Le professeur
Quelques liens de parenté intellectuelle avec Gérard Bergeron
Il y a des parallèles à établir entre Gérard Bergeron et Jacques Zylberberg. Dans un livre qui rend hommage à Gérard Bergeron (Lapierre, Lemieux, Zylberberg, 1992; Zylberberg, 1992), on peut y lire ce qui suit: «Ce contemporain des catastrophes, des mutations et des rigidités du vingtième siècle a affronté les dynamiques politiques, écartelé entre sa triple vocation d’homme pensant, d’homme parlant, d’homme écrivant. Il a assisté aux bouleversements universels et locaux, divisé entre les valeurs patriotiques, l’horizon planétaire et l’exigence de raison» (Lapierre, Lemieux, Zylberberg, 1992: 4). Dans ce court extrait, on croit entendre la voix de Jacques Zylberberg qui parle aussi de lui-même. D’ailleurs, bien des années plus tard, en réfléchissant à la complexité qu’il explicite à partir de trois concepts-clés, la sagesse, la lucidité et la liberté, Zylberberg fera ressortir ses liens de parenté intellectuelle avec Bergeron car pour l’un comme pour l’autre, l’État est un concept central pour comprendre le monde. A ce sujet, Zylberberg dira:
«Dans ce monde contemporain où nous sommes... C’est Bergeron qui avait inventé le titre Être contemporain, qui m’avait beaucoup plu. J’avais tout de suite dit: «oui». Dans la préface aux mélanges qui lui sont dédiés, je parle justement de ce petit être, Bergeron, qui était un gringalet, tout fragile, un petit lutin; et il est là, face aux grandes marées qui déferlent, l’Église par exemple. Il tiendra le coup. Il ne fera pas un bon chrétien aux yeux du père Lévesque [le fondateur de la faculté des sciences sociales de l’Université Laval]. Donc, petit à petit, en utilisant la notion de problème à poser, mon problème devient le suivant: c’est que l’État, la loi, la fameuse loi que m’a foutue la psychanalyse lacanienne sur la tête, la loi, et, dans mon cas, ça veut aussi dire l’État, l’État fusionne et fissure en permanence mes trois catégories [sagesse, lucidité, liberté]» (Laflamme, 2009: 75-76).

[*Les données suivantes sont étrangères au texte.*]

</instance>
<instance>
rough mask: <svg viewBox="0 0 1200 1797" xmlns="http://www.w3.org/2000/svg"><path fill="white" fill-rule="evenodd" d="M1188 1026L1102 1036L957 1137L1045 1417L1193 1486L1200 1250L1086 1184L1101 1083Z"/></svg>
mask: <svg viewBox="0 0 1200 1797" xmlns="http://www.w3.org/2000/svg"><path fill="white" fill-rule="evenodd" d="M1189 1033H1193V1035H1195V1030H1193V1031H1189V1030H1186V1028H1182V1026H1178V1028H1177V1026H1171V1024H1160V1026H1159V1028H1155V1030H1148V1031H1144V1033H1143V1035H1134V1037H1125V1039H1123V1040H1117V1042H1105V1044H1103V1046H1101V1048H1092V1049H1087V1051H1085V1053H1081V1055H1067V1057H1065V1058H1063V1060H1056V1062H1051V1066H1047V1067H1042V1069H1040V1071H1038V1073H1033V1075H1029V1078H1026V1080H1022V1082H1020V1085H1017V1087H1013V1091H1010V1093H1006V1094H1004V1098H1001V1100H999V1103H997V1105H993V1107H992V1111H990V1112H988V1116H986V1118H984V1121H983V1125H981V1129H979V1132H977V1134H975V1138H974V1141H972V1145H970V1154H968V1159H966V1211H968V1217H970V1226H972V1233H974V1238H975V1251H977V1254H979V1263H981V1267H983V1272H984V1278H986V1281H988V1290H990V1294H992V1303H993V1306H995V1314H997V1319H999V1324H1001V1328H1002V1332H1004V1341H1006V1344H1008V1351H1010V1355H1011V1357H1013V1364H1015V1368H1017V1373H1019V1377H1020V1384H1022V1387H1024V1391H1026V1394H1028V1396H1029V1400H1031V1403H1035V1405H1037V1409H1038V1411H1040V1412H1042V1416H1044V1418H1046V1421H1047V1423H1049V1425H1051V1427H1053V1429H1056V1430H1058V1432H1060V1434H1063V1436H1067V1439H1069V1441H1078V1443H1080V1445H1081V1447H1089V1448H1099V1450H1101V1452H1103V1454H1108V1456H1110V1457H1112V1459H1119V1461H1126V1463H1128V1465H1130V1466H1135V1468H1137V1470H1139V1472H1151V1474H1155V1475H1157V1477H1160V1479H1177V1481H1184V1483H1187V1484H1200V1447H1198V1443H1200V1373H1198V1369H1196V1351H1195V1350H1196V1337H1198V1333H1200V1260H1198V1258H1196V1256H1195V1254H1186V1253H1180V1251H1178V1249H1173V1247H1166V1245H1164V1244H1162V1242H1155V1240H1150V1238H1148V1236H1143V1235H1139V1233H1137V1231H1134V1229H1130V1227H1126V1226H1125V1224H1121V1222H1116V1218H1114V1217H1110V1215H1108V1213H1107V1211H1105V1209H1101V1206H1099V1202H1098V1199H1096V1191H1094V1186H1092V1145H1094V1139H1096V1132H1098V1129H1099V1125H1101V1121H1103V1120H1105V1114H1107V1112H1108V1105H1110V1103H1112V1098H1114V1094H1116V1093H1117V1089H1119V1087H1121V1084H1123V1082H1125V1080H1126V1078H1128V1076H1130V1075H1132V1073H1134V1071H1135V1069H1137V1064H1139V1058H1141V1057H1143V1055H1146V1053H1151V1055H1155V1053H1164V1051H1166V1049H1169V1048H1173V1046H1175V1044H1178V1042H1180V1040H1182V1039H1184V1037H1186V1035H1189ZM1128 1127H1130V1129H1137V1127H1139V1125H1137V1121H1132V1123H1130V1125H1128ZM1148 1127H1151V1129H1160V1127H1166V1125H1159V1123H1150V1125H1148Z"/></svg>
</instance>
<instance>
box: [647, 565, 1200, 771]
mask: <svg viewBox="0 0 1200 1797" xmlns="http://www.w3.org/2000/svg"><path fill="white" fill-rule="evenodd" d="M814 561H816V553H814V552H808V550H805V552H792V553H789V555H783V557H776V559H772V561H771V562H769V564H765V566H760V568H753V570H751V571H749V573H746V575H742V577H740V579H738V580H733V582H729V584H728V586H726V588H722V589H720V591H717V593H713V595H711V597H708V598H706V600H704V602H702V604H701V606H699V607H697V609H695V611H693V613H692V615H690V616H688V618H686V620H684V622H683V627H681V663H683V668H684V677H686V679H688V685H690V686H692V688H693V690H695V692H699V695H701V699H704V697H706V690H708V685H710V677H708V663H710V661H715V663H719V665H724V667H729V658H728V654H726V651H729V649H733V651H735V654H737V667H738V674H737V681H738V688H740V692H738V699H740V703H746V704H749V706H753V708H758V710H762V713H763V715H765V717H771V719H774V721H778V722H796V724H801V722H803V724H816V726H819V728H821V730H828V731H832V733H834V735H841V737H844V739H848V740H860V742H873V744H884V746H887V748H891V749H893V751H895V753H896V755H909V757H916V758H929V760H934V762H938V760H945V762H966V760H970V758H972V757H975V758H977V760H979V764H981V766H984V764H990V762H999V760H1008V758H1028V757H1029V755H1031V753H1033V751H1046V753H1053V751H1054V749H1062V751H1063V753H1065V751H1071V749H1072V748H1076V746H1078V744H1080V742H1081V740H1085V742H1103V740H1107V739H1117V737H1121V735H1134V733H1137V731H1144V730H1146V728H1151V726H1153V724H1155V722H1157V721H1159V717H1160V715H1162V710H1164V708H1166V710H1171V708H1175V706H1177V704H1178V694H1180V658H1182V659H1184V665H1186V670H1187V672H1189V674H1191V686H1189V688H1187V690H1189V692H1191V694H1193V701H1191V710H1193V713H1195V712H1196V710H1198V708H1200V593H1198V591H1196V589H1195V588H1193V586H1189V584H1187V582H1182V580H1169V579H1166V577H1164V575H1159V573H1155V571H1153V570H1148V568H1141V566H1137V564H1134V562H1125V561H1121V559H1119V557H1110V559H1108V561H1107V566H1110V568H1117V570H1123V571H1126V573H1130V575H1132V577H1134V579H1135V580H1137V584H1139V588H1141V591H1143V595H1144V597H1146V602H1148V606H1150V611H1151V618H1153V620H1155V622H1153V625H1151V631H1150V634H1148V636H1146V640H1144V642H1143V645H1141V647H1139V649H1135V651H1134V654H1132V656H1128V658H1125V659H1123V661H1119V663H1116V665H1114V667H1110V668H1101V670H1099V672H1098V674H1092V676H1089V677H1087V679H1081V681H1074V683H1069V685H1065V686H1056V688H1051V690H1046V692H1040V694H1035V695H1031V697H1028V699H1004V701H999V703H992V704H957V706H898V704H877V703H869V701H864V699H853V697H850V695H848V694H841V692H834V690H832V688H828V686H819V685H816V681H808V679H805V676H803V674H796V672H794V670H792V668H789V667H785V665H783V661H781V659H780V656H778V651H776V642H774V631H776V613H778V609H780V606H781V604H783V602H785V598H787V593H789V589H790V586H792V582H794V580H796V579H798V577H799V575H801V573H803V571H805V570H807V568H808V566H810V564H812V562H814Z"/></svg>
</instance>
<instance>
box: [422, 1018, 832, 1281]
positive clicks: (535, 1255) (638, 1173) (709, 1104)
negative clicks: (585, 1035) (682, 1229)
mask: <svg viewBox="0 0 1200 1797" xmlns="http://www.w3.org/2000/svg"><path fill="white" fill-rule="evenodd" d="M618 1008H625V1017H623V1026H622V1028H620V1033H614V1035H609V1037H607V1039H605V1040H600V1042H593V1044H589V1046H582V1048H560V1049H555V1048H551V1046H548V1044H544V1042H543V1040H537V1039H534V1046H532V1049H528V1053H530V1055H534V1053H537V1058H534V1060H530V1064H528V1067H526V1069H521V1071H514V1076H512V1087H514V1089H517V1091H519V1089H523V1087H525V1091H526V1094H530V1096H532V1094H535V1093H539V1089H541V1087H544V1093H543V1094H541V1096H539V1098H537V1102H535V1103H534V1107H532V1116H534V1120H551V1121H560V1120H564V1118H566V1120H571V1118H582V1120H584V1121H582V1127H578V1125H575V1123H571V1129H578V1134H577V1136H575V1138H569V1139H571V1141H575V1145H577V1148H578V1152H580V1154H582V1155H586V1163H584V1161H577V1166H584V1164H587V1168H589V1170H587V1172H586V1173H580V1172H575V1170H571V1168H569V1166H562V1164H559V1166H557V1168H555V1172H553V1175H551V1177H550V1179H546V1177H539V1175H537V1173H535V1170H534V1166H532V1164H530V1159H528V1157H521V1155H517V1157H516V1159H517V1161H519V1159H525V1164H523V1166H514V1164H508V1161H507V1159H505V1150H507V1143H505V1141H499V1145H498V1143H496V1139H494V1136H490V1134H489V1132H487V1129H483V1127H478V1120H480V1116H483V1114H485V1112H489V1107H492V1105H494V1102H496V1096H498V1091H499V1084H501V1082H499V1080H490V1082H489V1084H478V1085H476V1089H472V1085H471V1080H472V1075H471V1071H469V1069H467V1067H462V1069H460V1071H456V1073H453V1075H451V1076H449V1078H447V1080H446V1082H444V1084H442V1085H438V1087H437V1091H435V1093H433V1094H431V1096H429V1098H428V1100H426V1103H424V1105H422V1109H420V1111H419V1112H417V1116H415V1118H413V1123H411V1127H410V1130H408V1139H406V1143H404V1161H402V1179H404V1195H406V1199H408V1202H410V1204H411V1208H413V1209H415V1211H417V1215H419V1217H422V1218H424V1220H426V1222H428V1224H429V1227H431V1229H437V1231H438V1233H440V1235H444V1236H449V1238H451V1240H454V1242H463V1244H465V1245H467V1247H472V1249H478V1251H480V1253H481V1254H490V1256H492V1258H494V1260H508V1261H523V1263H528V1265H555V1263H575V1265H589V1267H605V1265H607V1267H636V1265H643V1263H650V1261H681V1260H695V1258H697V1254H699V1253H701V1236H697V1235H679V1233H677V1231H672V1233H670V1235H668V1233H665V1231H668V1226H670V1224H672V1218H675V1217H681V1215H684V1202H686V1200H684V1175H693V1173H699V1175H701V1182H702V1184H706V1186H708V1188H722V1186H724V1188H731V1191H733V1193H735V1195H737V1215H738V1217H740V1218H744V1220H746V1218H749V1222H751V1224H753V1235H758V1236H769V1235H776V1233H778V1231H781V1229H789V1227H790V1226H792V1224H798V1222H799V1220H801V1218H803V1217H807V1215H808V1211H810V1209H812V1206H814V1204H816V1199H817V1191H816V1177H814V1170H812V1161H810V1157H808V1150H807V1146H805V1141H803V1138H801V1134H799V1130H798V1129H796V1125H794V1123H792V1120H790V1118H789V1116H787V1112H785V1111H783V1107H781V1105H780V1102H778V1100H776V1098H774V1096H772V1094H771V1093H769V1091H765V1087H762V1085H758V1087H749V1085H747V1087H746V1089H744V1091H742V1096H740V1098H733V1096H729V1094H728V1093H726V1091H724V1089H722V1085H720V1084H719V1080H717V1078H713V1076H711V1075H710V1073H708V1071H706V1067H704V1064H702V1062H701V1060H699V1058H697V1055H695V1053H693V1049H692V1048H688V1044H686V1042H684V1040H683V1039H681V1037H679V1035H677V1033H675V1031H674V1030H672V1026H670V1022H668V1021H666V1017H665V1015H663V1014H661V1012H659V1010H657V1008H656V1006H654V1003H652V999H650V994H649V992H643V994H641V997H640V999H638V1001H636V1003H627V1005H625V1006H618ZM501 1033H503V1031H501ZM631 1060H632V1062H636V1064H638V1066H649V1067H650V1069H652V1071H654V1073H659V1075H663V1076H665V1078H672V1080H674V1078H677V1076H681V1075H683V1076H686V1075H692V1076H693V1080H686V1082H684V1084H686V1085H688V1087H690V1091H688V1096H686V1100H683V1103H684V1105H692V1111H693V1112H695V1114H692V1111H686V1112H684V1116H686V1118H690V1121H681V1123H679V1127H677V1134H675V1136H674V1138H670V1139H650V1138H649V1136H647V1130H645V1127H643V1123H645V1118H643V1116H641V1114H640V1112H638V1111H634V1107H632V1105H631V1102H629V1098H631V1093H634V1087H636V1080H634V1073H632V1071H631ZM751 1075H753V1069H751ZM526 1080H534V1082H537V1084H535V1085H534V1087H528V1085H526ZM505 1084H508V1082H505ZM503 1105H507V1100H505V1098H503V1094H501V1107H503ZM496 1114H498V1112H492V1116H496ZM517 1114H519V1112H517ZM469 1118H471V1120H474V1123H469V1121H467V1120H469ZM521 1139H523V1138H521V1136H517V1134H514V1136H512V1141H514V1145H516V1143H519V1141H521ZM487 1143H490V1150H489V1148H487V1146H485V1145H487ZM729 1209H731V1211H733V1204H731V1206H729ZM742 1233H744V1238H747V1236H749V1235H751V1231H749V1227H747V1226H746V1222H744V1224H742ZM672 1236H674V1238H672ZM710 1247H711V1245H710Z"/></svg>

Un autre parallèle peut être établi entre ces deux «lettrés polémiques» c’est-à-dire celui qui veut comprendre, celui qui est curieux et inquiet à la fois (Lapierre, Lemieux, Zylberberg, 1992: 6). En effet, l’un comme l’autre a enseigné pendant de nombreuses années. Une fois de plus, Zylberberg parle de Bergeron en laissant entendre sa propre voix. Il dira: «Gérard Bergeron [...] n’a jamais rien écrit sur sa carrière d’enseignant et n’en parle que par allusion feutrée. On s’imagine cependant la rage quotidienne face à l’arbitrage nécessaire entre le temps de l’information, le temps de la réflexion, le temps de la communication et le temps de l’inordination administrative» (Lapierre, Lemieux, Zylberberg, 1992: 6). Plus d’une fois, dans nos échanges verbaux en face à face ou encore par téléphone, le professeur Zylberberg nous mettait en garde face à ces paradoxes entourant le métier de professeur. Il nous répétait de se méfier de diverses tâches administratives associées au poste de professeur d’université, les considérant comme des formes de futilités voire un «mal nécessaire» par rapport à l’enseignement et à la recherche.
Références bibliographiques
Laflamme, Simon. «La complexité comme sagesses, lucidité, et liberté: entrevue avec Jacques Zylberberg, Université Laval, Québec» dans Nouvelles perspectives en sciences sociales: revue internationale de systémique complexe et d’études relationnelles, vol. 4, no 2, 2009, p. 69-81. [En ligne] http://id.erudit.orgG/iderudit029893ar (document téléchargé le 4 juin 2012).
Lapierre, Jean-William, Lemieux, Vincent, Zylberberg, Jacques (sous la direction de). Etre contemporain. Mélanges en l’honneur de Gérard Bergeron. Québec, Presses de l’Université du Québec, École nationale d’administration publique, 1992, 518p.
Zylberberg, Jacques. «L’État dans tous ses états. Notes sur la gestion fractale des liens sociaux dans la postmodernité» dans Lapierre, Jean-William, Lemieux, Vincent , Zylberberg, Jacques (sous la direction de). Etre contemporain. Mélanges en l’honneur de Gérard Bergeron. Québec, Presses de l’Université du Québec, École nationale d’administration publique, 1992, p. 477- 482.